Quasi-trapped modes in metasurfaces of anisotropic MoS$_2$ nanoparticles for absorption and polarization control in the telecom optical range

We investigate the resonant optical response of single material-anisotropic nanoparticles (NPs) of molybdenum disulfide (MoS$_2$) and their two-dimensional arrays (metasurfaces) irradiated by plane waves of the telecomunication optical range. Nanoparticles in the form of a disk with centered and shifted hole are considered.

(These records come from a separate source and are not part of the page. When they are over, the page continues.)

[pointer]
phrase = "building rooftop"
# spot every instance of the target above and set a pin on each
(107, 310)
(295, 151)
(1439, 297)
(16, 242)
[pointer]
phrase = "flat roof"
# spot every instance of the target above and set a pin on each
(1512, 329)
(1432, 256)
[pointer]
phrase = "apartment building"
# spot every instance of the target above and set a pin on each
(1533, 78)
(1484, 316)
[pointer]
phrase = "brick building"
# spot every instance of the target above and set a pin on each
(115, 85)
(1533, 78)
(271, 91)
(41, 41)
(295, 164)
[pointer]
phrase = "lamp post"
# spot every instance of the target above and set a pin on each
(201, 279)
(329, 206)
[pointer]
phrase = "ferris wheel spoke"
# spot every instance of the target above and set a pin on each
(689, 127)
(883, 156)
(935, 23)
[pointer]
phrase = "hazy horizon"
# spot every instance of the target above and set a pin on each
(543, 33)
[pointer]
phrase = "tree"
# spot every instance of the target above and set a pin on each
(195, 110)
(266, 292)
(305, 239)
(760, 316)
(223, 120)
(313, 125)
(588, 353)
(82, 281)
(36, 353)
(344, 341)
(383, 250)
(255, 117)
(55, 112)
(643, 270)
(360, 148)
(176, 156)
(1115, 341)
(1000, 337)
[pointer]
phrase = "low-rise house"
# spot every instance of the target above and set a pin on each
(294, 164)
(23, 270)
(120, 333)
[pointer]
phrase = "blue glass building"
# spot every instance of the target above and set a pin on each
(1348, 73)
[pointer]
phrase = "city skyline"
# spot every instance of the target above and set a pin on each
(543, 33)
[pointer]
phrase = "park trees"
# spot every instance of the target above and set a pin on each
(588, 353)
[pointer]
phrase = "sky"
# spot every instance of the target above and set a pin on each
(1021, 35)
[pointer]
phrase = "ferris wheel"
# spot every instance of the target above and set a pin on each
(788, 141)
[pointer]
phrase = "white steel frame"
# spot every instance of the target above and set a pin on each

Using the recently experimental measured the MoS$_2$ dielectric permittivity and numerical calculations with analytical multipole analysis, we show that the material-anisotropy of NPs can lead to specific nonlocal contributions in their magnetic and electric dipole response and affect the effective dipole polarizabilities. Applying a special procedure we determine the period of the MoS$_2$ metasurfaces supporting the quasi-trapped mode (QTM) resonance around the tellecom wavelength of 1550 nm. It is shown that regardless extremely weak absorption of the single nanoparticles, the excitation of the QTM leads to effective narrowband absorption in the metasurfaces. Influences of the linear polarization direction of normally incident waves on the QTM implementation and the reflection and transmission spectra are studied. It is found and demonstrated, for the first time, that a metasurface, composed of the MoS$_2$ disks with their anisotropy perpendicularto the metasurface plane, has the properties of a continuous birefringent medium. Due to these properties, normally incident and linear-polarized waves can be transformed in the transmitted and reflected waves with changed polarizations.